Middle East needs over 3,100 aircraft, create 231,000 jobs by 2038.


The region will need 64,000 new pilots, 65,000 new technicians, and 102,000 cabin crew over the next 20 years.

The Middle East will need an additional of 3,130 airplanes worth $725 billion (Dh2.66 trillion), hiring around 231,000 workforce including pilots, technicians and cabin crew over the next two decades mainly owing to population and tourism growth, according to new forecasts released at the Dubai Airshow 2019.

Randy Tinseth, vice president for Marketing at Boeing Commercial Airplanes, said that the region will need 64,000 new pilots, 65,000 new technicians, and 102,000 cabin crew over the next 20 years to meet the demands of the growth in the aviation market.

The US aircraft manufacturer forecast 100-plus new long-haul routes in 10 years, 80 per cent of which are flown by Boeing’s wide body aircraft. The region also boasts a 46 per cent share of the forecasted deliveries in the wide body segment, the highest of any region. In addition, the airlines will invest $790 billion in commercial aviation services by 2038.

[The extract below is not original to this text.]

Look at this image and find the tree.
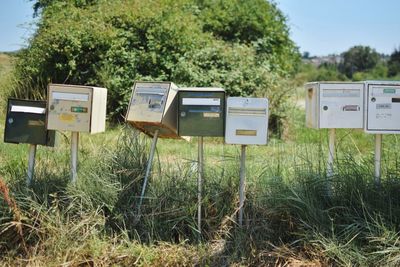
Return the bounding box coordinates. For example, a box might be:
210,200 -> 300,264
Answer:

On Sunday, Airbus forecast demand for 3,240 new passenger and freight aircraft for the Middle East. It predicts demand for 1,630 small aircraft, 480 for medium-sized aircraft, and 1,130 for large aircraft. In terms of new jobs, the region needs over 50,000 new pilots and nearly 52,000 new technicians over the next 20 years.

“The commercial aviation services market as a whole is valued at some $515 billion over the next 20 years in the region, principally in services optimising and maintaining aircraft availability such as maintenance, material management, technicians training and system upgrades, followed by flight operations services including pilot training or Air Traffic Management solutions, and finally passenger services like cabin upgrades, connectivity and ticketing,” said Remi Maillard, senior vice-president for Airbus Services.

Globally, Boeing projected demand for 44,000 airplanes and $16 trillion commercial aviation value over the next two decades. It foresees $30 billion in net profit for airlines for 2019, while around 9,100 new wide body airplanes will be delivered over the next 20 years.

Randy Tinseth sees the aviation market as challenging this year and the cargo market as shrinking.

“It is important that this is not just economies growing here in the region, but also economies growing within eight-hour flights from here such as Southeast Asia, China, and India. Economic growth is important for the forecast and aviation sector and how the Middle East countries adapt to the fast growing economies in the other regions,” Tinseth said.

He expects the US-China trade tariff row to come to pass as both sides are negotiating. “The deal should happen, and will happen; the economic growth cycle will go up, and it will do well for the aviation industry and the traffic will grow,” he said.